The number 52429 looks so wired here. In fact, it comes from $\lceil \frac{2^{16+3}}{10}\rceil$. What line 21 aims to do is $q = i * 0.1$.
But as we can see, i is probably 65537 and therefore $65537*52429=3436039373$. Overflow! However, surprisingly, $(65537*52429)>>>19=6553$. Even overflow affects nothing. However again, if we set i as 80000, $(80000*52429)>>>19 \ne 8000$.

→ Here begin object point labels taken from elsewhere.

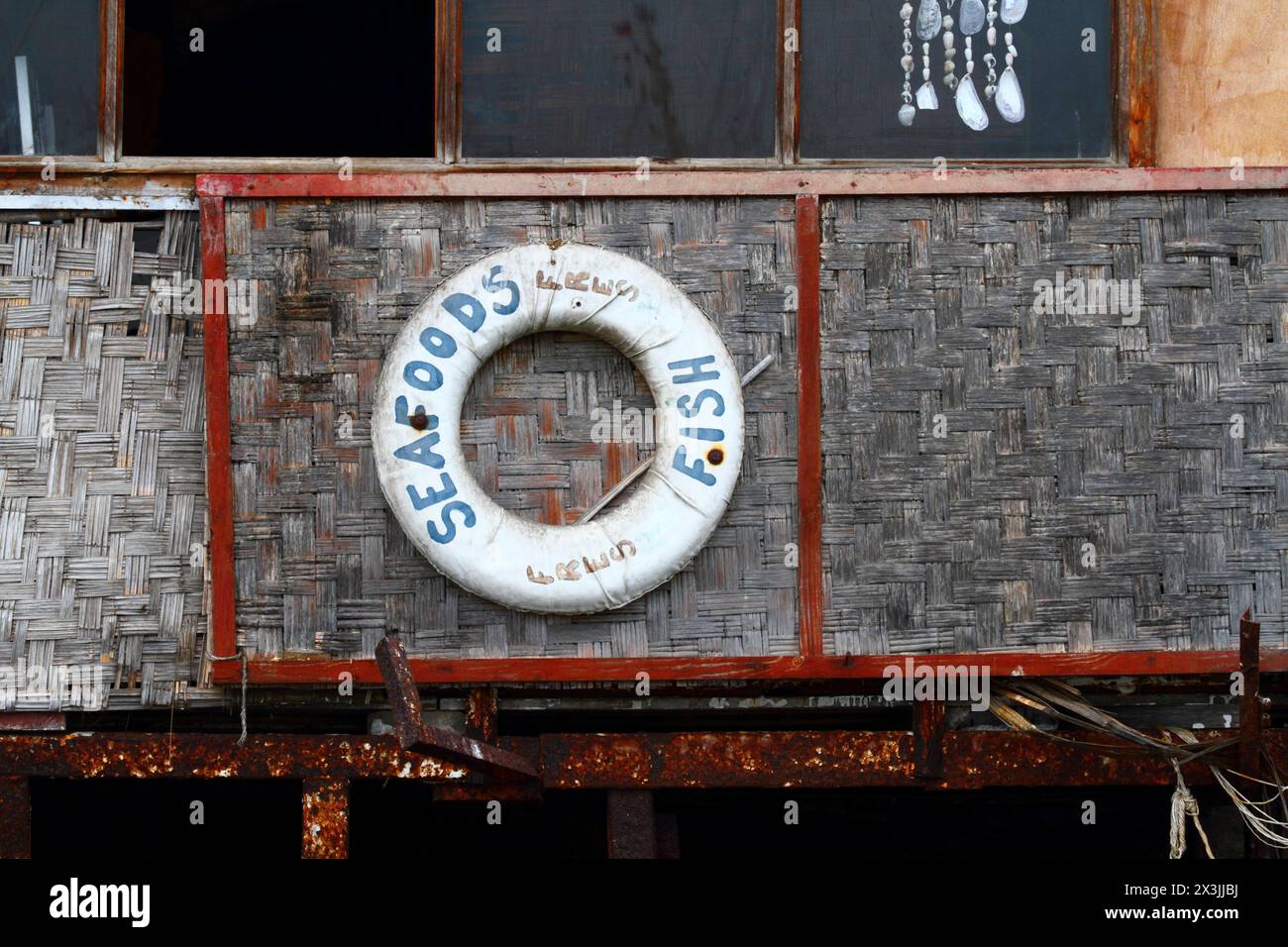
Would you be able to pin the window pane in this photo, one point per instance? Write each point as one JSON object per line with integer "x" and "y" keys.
{"x": 50, "y": 77}
{"x": 279, "y": 77}
{"x": 851, "y": 82}
{"x": 618, "y": 78}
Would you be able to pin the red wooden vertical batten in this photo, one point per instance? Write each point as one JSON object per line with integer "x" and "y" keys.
{"x": 219, "y": 470}
{"x": 809, "y": 429}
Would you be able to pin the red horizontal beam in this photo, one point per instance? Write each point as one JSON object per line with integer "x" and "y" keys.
{"x": 307, "y": 671}
{"x": 805, "y": 180}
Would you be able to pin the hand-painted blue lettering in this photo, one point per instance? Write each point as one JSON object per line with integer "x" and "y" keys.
{"x": 447, "y": 535}
{"x": 432, "y": 381}
{"x": 696, "y": 470}
{"x": 696, "y": 371}
{"x": 438, "y": 343}
{"x": 423, "y": 451}
{"x": 468, "y": 311}
{"x": 433, "y": 496}
{"x": 706, "y": 394}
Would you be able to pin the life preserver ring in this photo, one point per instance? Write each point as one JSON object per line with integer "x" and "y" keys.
{"x": 627, "y": 549}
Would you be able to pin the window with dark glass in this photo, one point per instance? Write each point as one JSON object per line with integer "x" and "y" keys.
{"x": 618, "y": 78}
{"x": 50, "y": 77}
{"x": 859, "y": 98}
{"x": 279, "y": 77}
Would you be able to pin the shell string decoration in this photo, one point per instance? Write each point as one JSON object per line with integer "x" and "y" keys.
{"x": 907, "y": 112}
{"x": 974, "y": 20}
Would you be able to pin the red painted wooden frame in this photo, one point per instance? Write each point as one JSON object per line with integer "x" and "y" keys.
{"x": 806, "y": 187}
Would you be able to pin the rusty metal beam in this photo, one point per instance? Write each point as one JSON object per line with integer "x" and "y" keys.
{"x": 481, "y": 712}
{"x": 34, "y": 720}
{"x": 631, "y": 825}
{"x": 1250, "y": 716}
{"x": 14, "y": 817}
{"x": 416, "y": 736}
{"x": 927, "y": 738}
{"x": 824, "y": 759}
{"x": 835, "y": 759}
{"x": 207, "y": 757}
{"x": 326, "y": 818}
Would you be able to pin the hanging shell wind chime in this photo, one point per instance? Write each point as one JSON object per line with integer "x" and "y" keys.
{"x": 974, "y": 21}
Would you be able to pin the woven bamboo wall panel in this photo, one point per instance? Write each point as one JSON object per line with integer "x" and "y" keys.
{"x": 102, "y": 466}
{"x": 322, "y": 566}
{"x": 999, "y": 478}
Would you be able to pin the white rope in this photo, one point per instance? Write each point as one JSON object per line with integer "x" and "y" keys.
{"x": 1064, "y": 702}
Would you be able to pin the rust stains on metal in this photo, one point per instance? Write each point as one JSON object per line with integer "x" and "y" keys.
{"x": 825, "y": 759}
{"x": 326, "y": 818}
{"x": 481, "y": 709}
{"x": 928, "y": 723}
{"x": 14, "y": 817}
{"x": 416, "y": 736}
{"x": 726, "y": 761}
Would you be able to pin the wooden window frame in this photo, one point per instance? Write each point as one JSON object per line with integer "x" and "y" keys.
{"x": 1133, "y": 82}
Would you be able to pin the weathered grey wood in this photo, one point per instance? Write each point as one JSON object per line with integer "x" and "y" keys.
{"x": 1061, "y": 428}
{"x": 102, "y": 454}
{"x": 322, "y": 567}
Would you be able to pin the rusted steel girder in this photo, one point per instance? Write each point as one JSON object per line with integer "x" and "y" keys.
{"x": 825, "y": 759}
{"x": 416, "y": 736}
{"x": 971, "y": 759}
{"x": 207, "y": 757}
{"x": 326, "y": 818}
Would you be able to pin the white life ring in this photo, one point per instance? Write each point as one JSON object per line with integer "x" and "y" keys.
{"x": 629, "y": 549}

I also try to do some potential improvements based on this code. I find we can continue to pull down the line before we stop the phase of deal with two digits at one time. I set is as 1024. Then the line 21 becomes
```
21: q = (i * 3355444) >>> (25);
```

Some simple experiments have been performed and I find this modification indeed improves a little bit.